Financial markets were thrown into turmoil last year by a swift rise in interest rates and recession fears, hitting businesses such as BlackRock (NYSE:BLK), which makes most of its money from fees on investment advisory and administration services.

But stocks and bonds rallied in the fourth quarter on expectations of a slowdown in global central banks' monetary tightening actions as inflation started to ease.

"2022 was a year of transition and a complex market environment for every one of our clients," Larry Fink, chairman and chief executive of BlackRock, said during a conference call.

"Inflation continues to be a top concern, despite recent cooling, ... global growth continues to slow," he said.

The world's largest asset manager's adjusted earnings were $1.36 billion, or $8.93 per share, in the three months to Dec. 31, down from $1.65 billion, or $10.68 per share, a year earlier. Analysts on average had expected a profit of $8.11 per share, based on IBES data from Refinitiv.

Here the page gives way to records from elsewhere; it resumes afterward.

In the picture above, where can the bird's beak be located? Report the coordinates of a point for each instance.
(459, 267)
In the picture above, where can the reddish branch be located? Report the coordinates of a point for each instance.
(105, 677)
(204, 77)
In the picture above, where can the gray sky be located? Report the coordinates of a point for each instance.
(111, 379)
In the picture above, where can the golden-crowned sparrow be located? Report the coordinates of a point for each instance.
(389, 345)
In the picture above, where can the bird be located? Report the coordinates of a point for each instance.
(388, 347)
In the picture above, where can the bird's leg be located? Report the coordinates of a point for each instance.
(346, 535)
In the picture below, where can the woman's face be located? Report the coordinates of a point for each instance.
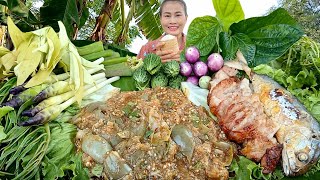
(173, 18)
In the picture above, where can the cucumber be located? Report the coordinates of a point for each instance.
(114, 61)
(119, 69)
(96, 55)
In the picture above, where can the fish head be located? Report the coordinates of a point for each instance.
(301, 149)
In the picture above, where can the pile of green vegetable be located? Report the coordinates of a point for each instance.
(153, 73)
(270, 45)
(37, 152)
(43, 82)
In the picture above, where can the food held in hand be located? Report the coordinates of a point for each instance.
(171, 43)
(192, 54)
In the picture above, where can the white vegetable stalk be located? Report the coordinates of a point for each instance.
(53, 111)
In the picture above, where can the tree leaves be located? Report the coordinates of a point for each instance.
(260, 39)
(272, 35)
(66, 11)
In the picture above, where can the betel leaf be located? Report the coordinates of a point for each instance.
(272, 34)
(230, 45)
(228, 12)
(66, 11)
(203, 33)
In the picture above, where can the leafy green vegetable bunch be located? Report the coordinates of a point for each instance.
(260, 39)
(298, 70)
(154, 73)
(37, 152)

Assets under management (AUM) stood at $8.59 trillion at the end of the fourth quarter, down from a little more than $10 trillion a year earlier but up from $7.96 trillion in the third quarter.

Full-year revenue declined by 8% "primarily driven by the impact of significantly lower markets and dollar appreciation on average AUM and lower performance fees", BlackRock said in a statement.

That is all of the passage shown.